Shear and bending moment diagrams are analytical tools used in conjunction with structural analysis to help perform structural design by determining the value of shear force and bending moment at a given point of a structural element such as a beam. These diagrams can be used to easily determine the type, size, and material of a member in a structure so that a given set of loads can be supported without structural failure. Another application of shear and moment diagrams is that the deflection of a beam can be easily determined using either the moment area method or the conjugate beam method.

## Convention

Although these conventions are relative and any convention can be used if stated explicitly, practicing engineers have adopted a standard convention used in design practices.

### Normal convention

The normal convention used in most engineering applications is to label a positive shear force one that spins an element clockwise (up on the left, and down on the right). Likewise the normal convention for a positive bending moment is to warp the element in a "u" shape manner (Clockwise on the left, and counterclockwise on the right). Another way to remember this is if the moment is bending the beam into a "smile" then the moment is positive, with compression at the top of the beam and tension on the bottom.

This convention was selected to simplify the analysis of beams. Since a horizontal member is usually analyzed from left to right and positive in the vertical direction is normally taken to be up, the positive shear convention was chosen to be up from the left, and to make all drawings consistent down from the right. The positive bending convention was chosen such that a positive shear force would tend to create a positive moment.

### Alternative drawing convention

In structural engineering and in particular concrete design the positive moment is drawn on the tension side of the member. This convention puts the positive moment below the beam described above. A convention of placing moment diagram on the tension side allows for frames to be dealt with more easily and clearly. Additionally placing the moment on the tension side of the member shows the general shape of the deformation and indicates on which side of a concrete member rebar should be placed, as concrete is weak in tension.

## Calculating shear force and bending moment

With the loading diagram drawn the next step is to find the value of the shear force and moment at any given point along the element. For a horizontal beam one way to perform this is at any point to "chop off" the right end of the beam.

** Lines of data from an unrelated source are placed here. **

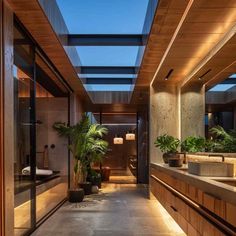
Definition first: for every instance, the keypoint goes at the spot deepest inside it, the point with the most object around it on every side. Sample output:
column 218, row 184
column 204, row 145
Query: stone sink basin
column 211, row 168
column 231, row 182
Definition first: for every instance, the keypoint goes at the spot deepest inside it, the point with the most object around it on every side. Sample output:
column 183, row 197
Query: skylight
column 104, row 16
column 131, row 76
column 222, row 87
column 108, row 87
column 233, row 76
column 106, row 40
column 107, row 55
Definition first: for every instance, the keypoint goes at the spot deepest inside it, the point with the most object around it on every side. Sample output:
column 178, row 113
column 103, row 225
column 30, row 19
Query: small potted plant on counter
column 169, row 146
column 193, row 144
column 222, row 141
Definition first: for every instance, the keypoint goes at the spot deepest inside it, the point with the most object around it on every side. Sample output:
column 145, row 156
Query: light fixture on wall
column 201, row 77
column 118, row 140
column 169, row 73
column 130, row 136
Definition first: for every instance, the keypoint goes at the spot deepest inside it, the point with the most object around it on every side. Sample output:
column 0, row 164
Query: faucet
column 217, row 155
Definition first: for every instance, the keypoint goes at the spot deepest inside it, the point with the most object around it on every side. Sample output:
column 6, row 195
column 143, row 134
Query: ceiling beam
column 229, row 81
column 106, row 40
column 106, row 69
column 109, row 81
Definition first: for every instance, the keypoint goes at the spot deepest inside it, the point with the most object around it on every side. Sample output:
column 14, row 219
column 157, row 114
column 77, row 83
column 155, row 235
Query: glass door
column 24, row 163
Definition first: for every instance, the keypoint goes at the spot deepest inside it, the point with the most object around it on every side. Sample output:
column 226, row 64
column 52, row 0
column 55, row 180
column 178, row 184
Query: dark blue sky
column 104, row 16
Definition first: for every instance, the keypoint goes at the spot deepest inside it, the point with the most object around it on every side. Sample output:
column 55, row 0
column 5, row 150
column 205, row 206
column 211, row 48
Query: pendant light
column 130, row 136
column 118, row 140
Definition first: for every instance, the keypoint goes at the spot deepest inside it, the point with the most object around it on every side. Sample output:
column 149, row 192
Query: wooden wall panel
column 1, row 131
column 8, row 118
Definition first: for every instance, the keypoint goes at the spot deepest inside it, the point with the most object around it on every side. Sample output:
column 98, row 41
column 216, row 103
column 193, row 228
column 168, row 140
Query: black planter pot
column 75, row 196
column 87, row 187
column 175, row 162
column 168, row 155
column 96, row 180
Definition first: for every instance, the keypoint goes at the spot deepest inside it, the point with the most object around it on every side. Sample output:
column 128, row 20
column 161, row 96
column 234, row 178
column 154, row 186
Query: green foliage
column 193, row 144
column 167, row 143
column 86, row 142
column 223, row 141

The example below includes a point load, a distributed load, and an applied moment. The supports include both hinged supports and a fixed end support. The first drawing shows the beam with the applied forces and displacement constraints. The second drawing is the loading diagram with the reaction values given without the calculations shown or what most people call a free body diagram. The third drawing is the shear force diagram and the fourth drawing is the bending moment diagram. For the bending moment diagram the normal sign convention was used. Below the moment diagram are the stepwise functions for the shear force and bending moment with the functions expanded to show the effects of each load on the shear and bending functions.

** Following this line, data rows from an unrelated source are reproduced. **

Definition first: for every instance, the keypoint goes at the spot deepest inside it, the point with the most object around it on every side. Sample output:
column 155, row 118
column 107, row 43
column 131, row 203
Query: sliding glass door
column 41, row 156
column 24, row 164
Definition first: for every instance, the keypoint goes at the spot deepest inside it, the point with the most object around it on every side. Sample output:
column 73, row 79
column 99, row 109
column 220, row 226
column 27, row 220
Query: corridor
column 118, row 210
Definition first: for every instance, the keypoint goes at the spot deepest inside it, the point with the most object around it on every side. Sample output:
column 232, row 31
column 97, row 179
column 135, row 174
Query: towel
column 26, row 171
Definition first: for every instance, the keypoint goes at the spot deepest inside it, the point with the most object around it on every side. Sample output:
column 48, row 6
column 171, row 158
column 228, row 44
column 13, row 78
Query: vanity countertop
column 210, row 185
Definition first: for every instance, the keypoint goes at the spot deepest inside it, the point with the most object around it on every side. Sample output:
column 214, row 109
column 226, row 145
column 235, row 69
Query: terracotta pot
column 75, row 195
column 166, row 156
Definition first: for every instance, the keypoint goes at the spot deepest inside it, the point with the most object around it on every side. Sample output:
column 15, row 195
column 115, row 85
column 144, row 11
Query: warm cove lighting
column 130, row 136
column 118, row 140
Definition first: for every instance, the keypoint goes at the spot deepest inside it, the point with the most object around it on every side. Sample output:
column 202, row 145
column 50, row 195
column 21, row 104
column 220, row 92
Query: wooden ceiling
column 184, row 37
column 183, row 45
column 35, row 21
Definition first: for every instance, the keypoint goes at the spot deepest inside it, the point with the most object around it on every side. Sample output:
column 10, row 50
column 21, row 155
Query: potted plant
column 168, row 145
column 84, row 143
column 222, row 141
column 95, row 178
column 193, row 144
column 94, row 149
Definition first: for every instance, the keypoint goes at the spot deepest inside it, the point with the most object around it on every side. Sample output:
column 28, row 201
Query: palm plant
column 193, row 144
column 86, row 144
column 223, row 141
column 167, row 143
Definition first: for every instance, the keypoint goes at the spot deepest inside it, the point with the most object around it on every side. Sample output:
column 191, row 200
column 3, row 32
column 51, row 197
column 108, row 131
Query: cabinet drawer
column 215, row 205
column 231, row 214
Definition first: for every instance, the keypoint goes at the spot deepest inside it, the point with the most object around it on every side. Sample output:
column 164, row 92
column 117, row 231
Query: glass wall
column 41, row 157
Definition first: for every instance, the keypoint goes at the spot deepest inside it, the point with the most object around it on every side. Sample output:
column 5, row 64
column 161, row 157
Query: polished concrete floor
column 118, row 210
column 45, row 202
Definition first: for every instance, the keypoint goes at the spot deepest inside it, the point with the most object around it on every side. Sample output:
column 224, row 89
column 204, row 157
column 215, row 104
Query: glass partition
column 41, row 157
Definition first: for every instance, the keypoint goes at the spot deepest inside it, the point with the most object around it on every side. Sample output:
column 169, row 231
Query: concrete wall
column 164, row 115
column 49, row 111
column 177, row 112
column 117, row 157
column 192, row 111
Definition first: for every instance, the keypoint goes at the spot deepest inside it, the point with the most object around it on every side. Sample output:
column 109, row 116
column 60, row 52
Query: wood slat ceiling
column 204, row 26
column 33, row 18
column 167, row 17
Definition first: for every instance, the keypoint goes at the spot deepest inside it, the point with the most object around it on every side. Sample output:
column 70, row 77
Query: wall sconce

The example is illustrated using United States customary units. Point loads are expressed in kips (1 kip = 1000 lbf = 4.45 kN), distributed loads are expressed in k/ft (1 k/ft = 1 kip/ft = 14.6 kN/m), moments are expressed in ft-k (1 ft-k = 1 ft-kip = 1.356 kNm), and lengths are in ft (1 ft = 0.3048 m).

### Step 1: Compute the reaction forces and moments

Free-body diagram of whole beam

The first step obtaining the bending moment and shear force equations is to determine the reaction forces. This is done using a free body diagram of the entire beam.

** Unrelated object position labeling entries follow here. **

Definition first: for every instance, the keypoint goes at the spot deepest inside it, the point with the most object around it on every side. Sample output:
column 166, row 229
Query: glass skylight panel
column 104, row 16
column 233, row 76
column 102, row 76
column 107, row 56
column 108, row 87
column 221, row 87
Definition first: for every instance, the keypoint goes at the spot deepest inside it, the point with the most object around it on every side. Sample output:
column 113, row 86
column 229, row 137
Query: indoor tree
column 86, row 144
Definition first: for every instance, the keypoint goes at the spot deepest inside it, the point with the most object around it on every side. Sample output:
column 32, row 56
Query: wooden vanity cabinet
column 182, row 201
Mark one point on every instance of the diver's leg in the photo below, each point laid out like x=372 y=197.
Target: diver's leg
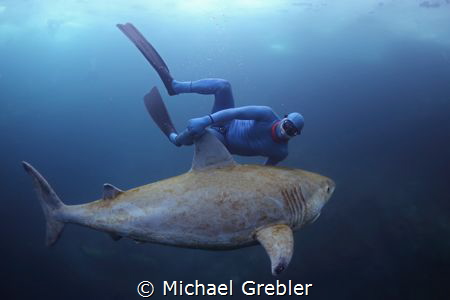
x=220 y=88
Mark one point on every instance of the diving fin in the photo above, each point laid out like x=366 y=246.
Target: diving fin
x=150 y=54
x=158 y=111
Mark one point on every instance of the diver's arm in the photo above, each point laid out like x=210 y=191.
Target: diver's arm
x=258 y=113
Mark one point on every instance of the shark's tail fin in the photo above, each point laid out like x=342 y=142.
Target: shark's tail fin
x=50 y=202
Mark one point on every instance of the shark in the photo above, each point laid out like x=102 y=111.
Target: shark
x=218 y=204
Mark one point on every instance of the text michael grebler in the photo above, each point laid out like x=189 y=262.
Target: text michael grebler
x=248 y=288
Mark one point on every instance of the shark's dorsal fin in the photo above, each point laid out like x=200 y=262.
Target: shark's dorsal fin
x=210 y=153
x=110 y=192
x=115 y=236
x=278 y=240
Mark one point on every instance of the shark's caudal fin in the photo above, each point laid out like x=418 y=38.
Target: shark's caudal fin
x=50 y=203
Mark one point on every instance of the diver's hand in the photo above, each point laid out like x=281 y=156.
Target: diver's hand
x=196 y=126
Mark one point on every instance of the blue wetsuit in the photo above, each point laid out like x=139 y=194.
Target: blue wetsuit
x=247 y=130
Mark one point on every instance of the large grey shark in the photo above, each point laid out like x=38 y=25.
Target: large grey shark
x=218 y=204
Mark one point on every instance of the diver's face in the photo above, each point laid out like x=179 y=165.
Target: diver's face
x=288 y=129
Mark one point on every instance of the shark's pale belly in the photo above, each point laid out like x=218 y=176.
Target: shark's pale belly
x=215 y=209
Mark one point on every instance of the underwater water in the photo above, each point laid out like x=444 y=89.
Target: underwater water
x=372 y=79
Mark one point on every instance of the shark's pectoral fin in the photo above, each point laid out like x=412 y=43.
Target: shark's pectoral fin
x=210 y=153
x=110 y=191
x=278 y=240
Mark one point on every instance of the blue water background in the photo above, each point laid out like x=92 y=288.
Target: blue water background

The beam has three reaction forces, Ra, Rb at the two supports and Rc at the clamped end. The clamped end also has a reaction couple Mc. These four quantities have to be determined using two equations, the balance of forces in the beam and the balance of moments in the beam. Four unknowns cannot be found given two independent equations in these unknown variables and hence the beam is statically indeterminate. One way of solving this problem is to use the principle of linear superposition and break the problem up into the superposition of a number of statically determinate problems. The extra boundary conditions at the supports have to be incorporated into the superposed solution so that the deformation of the entire beam is compatible.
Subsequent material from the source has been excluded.